I'm pretty sure what you just described there is exactly what paparazzi do. I don't believe any have been arrested for doing that. (Mind you, if they do get arrested, it is usually for something else.)

1 comments

That's very much a special case, and one that effects a microscopic portion of the population. Were that level of harassment to become part of daily life as lived by millions, the presently tentative efforts to rein them legally in would become very serious, very quickly.
But that isn't a special case because of law. It is only special because only a microscopic portion of the population is that popular with the rest of the population. People don't do this to me because no one is buying those pictures and putting them in magazines... not because some laws give me extra privacy.

You asked what would happen.
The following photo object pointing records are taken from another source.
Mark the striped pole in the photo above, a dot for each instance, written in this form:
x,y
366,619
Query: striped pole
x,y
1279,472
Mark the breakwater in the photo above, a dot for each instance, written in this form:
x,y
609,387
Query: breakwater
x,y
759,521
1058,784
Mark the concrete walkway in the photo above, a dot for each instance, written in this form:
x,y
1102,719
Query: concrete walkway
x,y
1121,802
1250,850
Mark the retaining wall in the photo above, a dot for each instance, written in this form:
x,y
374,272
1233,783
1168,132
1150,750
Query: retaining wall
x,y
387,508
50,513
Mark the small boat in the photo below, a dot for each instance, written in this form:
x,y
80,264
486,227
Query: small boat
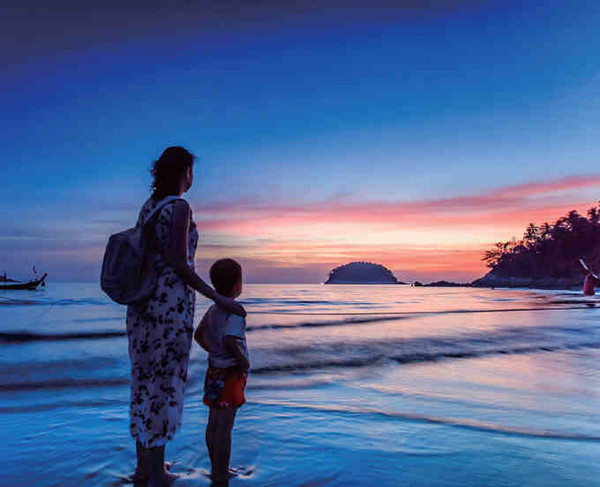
x,y
29,285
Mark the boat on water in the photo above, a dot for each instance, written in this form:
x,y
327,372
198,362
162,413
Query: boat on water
x,y
32,285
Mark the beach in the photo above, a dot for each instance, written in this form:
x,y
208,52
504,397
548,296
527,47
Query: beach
x,y
350,385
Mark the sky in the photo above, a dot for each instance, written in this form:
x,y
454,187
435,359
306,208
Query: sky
x,y
415,134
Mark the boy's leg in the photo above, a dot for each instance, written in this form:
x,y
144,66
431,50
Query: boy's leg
x,y
221,442
141,469
211,428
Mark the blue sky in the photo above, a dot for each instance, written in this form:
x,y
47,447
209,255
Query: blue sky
x,y
283,105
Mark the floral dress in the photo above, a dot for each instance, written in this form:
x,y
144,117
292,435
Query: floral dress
x,y
159,330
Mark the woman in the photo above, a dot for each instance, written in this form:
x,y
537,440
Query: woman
x,y
160,328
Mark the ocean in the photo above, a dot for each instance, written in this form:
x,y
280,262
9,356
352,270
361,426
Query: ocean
x,y
350,385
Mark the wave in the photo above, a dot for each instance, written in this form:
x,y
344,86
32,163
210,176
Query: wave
x,y
511,341
422,418
66,383
53,302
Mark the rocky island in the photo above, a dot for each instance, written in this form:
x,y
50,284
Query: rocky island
x,y
361,273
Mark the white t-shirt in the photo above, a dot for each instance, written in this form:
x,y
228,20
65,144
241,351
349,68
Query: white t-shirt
x,y
217,324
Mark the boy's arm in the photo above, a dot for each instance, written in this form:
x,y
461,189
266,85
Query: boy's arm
x,y
233,345
199,334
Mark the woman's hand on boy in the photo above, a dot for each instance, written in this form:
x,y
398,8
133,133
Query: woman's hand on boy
x,y
231,305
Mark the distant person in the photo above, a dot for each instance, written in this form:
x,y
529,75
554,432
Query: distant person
x,y
223,335
160,328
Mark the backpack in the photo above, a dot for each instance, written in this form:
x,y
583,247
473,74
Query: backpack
x,y
128,271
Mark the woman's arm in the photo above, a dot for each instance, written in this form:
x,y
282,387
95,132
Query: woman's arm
x,y
177,257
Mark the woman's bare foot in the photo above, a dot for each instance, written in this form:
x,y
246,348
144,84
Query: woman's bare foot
x,y
142,476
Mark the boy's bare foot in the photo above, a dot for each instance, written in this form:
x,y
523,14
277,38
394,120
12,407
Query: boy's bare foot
x,y
141,475
169,477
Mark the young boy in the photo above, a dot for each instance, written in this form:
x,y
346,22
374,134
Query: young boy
x,y
223,336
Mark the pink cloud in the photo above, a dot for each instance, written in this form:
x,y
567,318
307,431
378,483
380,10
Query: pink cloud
x,y
448,234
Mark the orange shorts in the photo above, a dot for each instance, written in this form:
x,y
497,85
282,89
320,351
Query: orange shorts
x,y
224,388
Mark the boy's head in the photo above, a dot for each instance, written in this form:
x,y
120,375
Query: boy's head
x,y
226,276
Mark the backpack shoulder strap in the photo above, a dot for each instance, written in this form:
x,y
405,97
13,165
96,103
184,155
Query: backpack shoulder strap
x,y
159,206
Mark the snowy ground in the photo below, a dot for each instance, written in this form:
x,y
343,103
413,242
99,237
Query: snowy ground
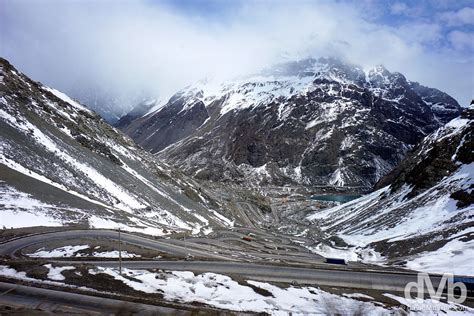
x,y
75,251
223,292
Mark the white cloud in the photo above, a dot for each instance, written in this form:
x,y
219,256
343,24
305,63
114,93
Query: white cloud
x,y
399,8
464,16
462,40
133,46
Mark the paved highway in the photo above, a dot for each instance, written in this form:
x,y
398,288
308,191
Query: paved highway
x,y
12,247
24,298
339,277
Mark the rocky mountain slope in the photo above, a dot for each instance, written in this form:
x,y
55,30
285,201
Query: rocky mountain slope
x,y
60,163
312,122
422,215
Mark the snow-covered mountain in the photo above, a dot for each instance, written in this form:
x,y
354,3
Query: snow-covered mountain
x,y
422,215
311,122
60,163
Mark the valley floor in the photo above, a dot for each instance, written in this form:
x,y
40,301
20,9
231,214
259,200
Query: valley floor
x,y
222,271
The answer is the same for me as it is for Jay-Z or Tom Hanks: Nothing.

That was actually my point, the law hasn't responded to paparazzi in a major way because they effect so few people. Or rather, it hadn't responded until relatively recently. California has found that the swarms are so big, and behave with such reckless disregard for public safety (high-speed chases on freeways are as especially sore point) that they've started to drop the hammer on these fuckers, passing legislation to curb the worst abuses.

Putting this special case aside, if you were to stalk someone in ways that many 'regular' people are actually exposed to, you'd find yourself face to face with a more fully developed - and far more serious - body of legislation.

http://suite101.com/a/stalking-law-a29952

The larger point is that a few people suffering the paps are not a threat to the republic. But if everyone had cause to live their lives in the fearful, guarded, anxious way that a lot of stars actually live (minus the giant paychecks, of course) then it's likely that society really would break down, and we'd see that "the reasonable expectation of privacy" isn't determined by what's technically possible at any given time, but what's psychologically necessary for people to function in and as a democracy.